15/06/2009 | Yazar: Kahraman Gür

Lambdaistanbul’un organize ettiği onur yürüyüşüne ilk defa gecen yıl katılabildim. LİSTAG’lı annelerin birkaçını yürüyüşte gördüm. Tedirgindiler.

Lambdaistanbul’un organize ettiği onur yürüyüşüne ilk defa gecen yıl katılabildim. LİSTAG’lı annelerin birkaçını yürüyüşte gördüm. Tedirgindiler. Açılma problemi yaşadıklarını hissettim, pek önlerde saf tutmak istemiyor gibiydiler, kendi pankartlarına rağmen kalabalığın içinde kaybolup gittiler. Tabii bu durum devede kulak, onların orda olması fevkalade sevindirici oldu. Dile kolay, eşcinsel aileler çocuklarıyla yürüyordu. Onlar anne, baba, kardeşler. Doğası gereği siyaset kaygısı ile değil evlatlarının, kardeşlerinin mutluluğu için organize oldular. 

Birçok ailenin desteğe ihtiyacı var.

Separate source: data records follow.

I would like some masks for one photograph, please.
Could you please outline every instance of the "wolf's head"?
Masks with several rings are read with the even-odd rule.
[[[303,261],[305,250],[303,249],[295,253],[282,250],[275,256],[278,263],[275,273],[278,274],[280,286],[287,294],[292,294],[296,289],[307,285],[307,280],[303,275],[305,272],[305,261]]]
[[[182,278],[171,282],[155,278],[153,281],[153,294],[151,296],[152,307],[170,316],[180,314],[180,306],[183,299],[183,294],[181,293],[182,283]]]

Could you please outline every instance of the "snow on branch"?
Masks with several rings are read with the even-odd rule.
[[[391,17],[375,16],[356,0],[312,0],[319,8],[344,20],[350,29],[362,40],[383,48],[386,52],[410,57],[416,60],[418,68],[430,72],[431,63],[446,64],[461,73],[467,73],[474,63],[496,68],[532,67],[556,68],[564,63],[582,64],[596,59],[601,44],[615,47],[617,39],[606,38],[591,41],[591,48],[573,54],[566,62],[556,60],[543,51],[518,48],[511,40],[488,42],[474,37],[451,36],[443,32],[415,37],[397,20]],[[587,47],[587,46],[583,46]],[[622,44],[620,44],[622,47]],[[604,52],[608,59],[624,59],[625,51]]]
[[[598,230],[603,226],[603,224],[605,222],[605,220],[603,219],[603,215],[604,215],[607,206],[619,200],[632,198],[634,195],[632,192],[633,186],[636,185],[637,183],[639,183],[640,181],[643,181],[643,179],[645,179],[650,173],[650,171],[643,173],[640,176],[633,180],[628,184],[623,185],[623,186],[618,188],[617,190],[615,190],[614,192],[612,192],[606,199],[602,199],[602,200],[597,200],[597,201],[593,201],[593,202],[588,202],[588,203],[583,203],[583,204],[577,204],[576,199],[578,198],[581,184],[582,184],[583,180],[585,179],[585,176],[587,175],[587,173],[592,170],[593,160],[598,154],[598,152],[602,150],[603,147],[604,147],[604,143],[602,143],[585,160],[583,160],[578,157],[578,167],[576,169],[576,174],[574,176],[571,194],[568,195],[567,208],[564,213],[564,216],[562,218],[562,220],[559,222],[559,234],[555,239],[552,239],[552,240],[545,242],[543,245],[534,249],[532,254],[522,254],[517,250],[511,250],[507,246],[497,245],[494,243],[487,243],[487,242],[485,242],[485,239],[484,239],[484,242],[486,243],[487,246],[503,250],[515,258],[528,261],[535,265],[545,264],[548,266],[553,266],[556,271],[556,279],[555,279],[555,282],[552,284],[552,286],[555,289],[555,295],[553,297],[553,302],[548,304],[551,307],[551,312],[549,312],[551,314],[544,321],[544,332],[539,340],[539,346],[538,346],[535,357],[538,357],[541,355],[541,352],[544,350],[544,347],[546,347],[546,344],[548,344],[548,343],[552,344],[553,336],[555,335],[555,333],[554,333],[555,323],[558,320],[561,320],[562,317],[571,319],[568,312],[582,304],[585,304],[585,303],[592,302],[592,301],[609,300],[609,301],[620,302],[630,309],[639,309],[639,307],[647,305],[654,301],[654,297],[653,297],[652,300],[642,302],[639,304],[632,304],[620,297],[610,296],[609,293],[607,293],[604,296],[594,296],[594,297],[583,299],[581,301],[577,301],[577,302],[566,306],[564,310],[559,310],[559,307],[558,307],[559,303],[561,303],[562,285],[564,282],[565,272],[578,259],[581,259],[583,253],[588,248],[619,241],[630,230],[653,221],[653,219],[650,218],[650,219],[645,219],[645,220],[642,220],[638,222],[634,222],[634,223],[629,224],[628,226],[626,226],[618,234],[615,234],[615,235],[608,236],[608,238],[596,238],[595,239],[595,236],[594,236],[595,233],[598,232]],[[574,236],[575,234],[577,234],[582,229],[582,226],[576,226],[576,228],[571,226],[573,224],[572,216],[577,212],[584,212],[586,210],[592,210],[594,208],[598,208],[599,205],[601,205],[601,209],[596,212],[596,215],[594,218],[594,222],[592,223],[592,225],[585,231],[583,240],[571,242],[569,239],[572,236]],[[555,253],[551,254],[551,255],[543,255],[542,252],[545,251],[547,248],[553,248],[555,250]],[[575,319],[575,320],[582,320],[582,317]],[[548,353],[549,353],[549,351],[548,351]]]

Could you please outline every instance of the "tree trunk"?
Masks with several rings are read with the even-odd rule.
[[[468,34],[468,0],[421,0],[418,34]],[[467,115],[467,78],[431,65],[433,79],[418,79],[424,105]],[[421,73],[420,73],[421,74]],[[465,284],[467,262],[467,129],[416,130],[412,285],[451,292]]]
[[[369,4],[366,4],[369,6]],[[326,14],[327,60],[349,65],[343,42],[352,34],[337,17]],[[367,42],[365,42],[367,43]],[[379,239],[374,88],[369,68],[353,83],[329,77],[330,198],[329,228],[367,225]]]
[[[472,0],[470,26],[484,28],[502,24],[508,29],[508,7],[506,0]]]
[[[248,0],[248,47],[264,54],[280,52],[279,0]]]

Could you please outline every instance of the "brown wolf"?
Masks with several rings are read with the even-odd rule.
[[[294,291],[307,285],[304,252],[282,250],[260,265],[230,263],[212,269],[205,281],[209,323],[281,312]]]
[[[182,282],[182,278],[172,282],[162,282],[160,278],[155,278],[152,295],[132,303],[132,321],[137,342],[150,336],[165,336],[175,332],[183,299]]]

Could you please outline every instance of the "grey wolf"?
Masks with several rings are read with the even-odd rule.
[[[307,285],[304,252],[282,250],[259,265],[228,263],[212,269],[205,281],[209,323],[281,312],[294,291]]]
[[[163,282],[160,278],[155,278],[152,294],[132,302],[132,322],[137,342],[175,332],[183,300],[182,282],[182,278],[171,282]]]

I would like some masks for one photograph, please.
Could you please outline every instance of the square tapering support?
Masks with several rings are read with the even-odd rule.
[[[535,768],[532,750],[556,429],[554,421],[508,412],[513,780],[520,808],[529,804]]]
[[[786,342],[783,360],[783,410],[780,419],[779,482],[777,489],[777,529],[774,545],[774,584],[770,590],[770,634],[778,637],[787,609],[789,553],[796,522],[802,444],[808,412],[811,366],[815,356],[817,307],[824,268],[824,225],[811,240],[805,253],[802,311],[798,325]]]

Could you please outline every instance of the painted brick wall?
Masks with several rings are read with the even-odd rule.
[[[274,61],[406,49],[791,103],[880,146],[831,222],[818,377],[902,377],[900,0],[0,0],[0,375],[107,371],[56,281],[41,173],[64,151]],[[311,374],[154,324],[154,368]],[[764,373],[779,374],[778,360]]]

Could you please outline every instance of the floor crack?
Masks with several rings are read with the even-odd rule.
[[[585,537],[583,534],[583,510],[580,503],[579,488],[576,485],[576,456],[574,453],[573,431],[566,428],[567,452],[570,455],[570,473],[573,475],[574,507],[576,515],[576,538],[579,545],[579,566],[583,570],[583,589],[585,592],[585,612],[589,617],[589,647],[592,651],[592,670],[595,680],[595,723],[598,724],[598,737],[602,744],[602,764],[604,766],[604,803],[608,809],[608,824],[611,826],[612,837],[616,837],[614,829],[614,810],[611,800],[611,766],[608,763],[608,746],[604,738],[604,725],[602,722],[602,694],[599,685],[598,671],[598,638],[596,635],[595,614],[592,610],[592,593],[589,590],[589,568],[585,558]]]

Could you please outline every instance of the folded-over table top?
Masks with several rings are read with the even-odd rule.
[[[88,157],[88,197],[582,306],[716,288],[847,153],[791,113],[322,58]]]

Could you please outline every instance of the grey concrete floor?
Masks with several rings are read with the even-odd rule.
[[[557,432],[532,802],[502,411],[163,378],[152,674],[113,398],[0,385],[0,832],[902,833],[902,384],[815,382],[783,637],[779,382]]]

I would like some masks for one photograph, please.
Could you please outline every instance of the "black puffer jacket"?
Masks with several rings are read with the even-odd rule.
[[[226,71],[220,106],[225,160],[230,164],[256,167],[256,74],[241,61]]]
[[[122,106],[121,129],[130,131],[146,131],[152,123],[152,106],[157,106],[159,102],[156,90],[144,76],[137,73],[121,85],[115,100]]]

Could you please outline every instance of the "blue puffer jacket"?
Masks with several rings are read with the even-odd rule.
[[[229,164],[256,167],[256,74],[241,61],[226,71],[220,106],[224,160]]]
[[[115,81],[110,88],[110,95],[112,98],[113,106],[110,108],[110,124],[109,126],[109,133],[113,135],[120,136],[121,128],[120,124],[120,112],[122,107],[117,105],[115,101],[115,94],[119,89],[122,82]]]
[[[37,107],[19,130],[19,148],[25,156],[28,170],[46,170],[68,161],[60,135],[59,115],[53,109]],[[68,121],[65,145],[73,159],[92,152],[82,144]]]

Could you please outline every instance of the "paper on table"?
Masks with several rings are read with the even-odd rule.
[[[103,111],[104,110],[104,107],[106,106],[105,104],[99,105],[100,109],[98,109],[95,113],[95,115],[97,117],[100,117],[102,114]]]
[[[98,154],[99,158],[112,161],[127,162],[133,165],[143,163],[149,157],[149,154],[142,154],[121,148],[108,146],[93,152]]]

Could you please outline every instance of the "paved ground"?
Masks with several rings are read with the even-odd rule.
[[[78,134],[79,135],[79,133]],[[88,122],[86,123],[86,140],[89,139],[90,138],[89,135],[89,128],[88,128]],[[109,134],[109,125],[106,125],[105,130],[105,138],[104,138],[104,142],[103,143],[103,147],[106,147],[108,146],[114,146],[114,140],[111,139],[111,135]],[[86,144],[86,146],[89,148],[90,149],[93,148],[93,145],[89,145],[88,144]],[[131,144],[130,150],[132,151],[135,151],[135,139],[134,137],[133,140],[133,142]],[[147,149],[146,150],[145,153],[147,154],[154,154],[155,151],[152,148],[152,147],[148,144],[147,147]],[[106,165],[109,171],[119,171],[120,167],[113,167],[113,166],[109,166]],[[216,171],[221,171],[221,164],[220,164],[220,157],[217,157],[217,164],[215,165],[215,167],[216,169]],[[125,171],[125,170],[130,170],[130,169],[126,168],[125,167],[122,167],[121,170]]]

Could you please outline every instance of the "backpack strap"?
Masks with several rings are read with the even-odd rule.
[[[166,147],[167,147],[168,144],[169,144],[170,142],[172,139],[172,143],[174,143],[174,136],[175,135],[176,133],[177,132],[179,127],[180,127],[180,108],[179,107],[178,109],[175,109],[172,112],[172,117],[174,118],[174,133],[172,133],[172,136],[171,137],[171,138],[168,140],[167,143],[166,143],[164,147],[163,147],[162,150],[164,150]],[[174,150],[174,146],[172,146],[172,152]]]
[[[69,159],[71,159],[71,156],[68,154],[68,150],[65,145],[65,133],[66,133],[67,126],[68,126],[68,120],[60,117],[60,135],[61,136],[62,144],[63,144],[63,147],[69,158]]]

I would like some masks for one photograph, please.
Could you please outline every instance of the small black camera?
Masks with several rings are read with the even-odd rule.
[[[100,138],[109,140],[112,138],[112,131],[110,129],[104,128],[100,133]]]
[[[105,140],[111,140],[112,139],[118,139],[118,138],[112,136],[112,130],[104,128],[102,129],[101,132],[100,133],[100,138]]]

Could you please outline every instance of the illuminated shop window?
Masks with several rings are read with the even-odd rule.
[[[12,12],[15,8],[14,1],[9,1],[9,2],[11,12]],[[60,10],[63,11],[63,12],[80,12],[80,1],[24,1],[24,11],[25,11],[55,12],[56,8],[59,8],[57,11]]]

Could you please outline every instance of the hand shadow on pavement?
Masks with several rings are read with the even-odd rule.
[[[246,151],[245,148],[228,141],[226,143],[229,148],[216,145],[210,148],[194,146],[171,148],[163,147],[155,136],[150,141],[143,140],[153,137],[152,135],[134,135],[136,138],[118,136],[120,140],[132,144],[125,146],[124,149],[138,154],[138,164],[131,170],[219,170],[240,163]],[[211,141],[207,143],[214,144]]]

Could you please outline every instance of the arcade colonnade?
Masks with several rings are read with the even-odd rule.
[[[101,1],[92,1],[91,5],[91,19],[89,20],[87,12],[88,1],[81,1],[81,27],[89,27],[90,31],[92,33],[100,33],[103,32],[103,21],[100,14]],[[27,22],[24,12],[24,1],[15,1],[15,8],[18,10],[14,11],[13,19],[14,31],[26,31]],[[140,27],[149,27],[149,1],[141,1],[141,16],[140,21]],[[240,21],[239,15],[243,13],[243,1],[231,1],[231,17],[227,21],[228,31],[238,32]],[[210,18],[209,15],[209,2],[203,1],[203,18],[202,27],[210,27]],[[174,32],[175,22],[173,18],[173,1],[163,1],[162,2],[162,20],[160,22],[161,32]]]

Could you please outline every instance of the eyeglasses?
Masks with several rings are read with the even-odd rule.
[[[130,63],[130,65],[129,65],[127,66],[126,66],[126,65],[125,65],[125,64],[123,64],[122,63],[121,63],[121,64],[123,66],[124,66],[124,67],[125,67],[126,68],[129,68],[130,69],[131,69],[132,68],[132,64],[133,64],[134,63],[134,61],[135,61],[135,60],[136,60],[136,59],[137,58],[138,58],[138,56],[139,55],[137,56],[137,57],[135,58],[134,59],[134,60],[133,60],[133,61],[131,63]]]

Eşcinsel çocukların sağlıklı düşünebilen ailelerin desteklerine ihtiyaçları var. LİSTAG’ın, eşcinselliği nedeniyle sorun yaşayan bir sürü genç insan ve onların ailesine çok yardımı olabileceği aşikâr. Umarım LİSTAG İstanbul ile sınırlı kalmaz ve diğer şehirlerde de bu tip gruplar duymaya başlarız.
 
LİSTAG’lı anne babaların dillerinin açıklığı, tane tane temiz ifadeleri, fikirlerinin güzelliği de ayrıca takdire şayan. Yazıları bir yana Açık Radyo’daki röportajda da zor bir konuyu dinleyici ile iletişim kuracak şekilde çok güzel tartıştılar (dinlemek için  http://www.istanbulsweethome.com/acik-radyo.mp3 ). Programı dinlerken tarifsiz mutluluk duydum, dillerine, emeklerine sağlık. LİSTAG Türkiye’de eşcinsellerin ve Lambdaistanbul’un çok güzel bir başarısı. Ne kadar övünülse az.
 
Eşcinsellerin kimlik politikası
 
Birçok tartışmada eşcinsellerin oranının belli bir miktarda olduğu ve bunun değişmeyeceği ama değişenin görünürlük olduğu belirtilir. Bunu ifade etme gereği gey hareketin modernist yaklaşımlarıyla beslenir. Postmodernist yaklaşım ise bunun yarattığı çarpıklıkları ortaya koyar. İnsanları gey/hetero diye kesin kalıplara koyarak kimlikler oluşturmanın açıklayamadığı olguları belirtir. Postmodernist queer yaklaşım Michel Foucault’nun ve ardıllarının çalışmalarıyla önemli bir alan yarattı.
 
Modernist yaklaşıma göre hem cinsine duygusal ve cinsel olarak yönelen insanlar eşcinseldir; karşı cinsine duygusal ve cinsel olarak yönelenler ise hetoroseksüeldir. Amerika’da bu tanımlamanın çoktan kastını aşıp insan davranışlarını sınırlandırma yönünde çok yol kat ettiği kolayca gözlemlenebiliyor. Bu tanımlama büyük bir insan gurubuna (kastettiğim grup biseksüeller değil) ‘sen kendi bölgende kal’ demektedir. Aslında eşcinsellerin hakları için ortaya çıkan bu yaklaşım homofobinin mevcudiyetinde eşcinsel ilişkiyi vurmaktadır.
 
Türkiye’de henüz duvarlar örülmemiş, yönelimler kesin kalıplara sokulmamışken mümkün olsa da batının özellikle Amerika’nın düştüğü bu duruma düşmeden eşcinsel özgürlüğü modernist tanımlama dışında yürütülse veya tartışılabilse iyi olur. Zor ama bir o kadar güzel bir adım atılmış olunur.
 
Kaos GL uzun yıllardır aslında bu yönde tartışmaların önünü açmaya çalıştı, umarım bundan sonra da devam eder. Maalesef Türkiye’de postmodernist-queercilerin özgürlüklerin genişletilmesi yerine Foucault’yu yanlış okuyup konuyu eşcinselleri çileden çıkaran yönelim-tercih noktasına getirmeleri bu önemli yaklaşımın anlaşılmadan küllenmesinde sebep oluyor.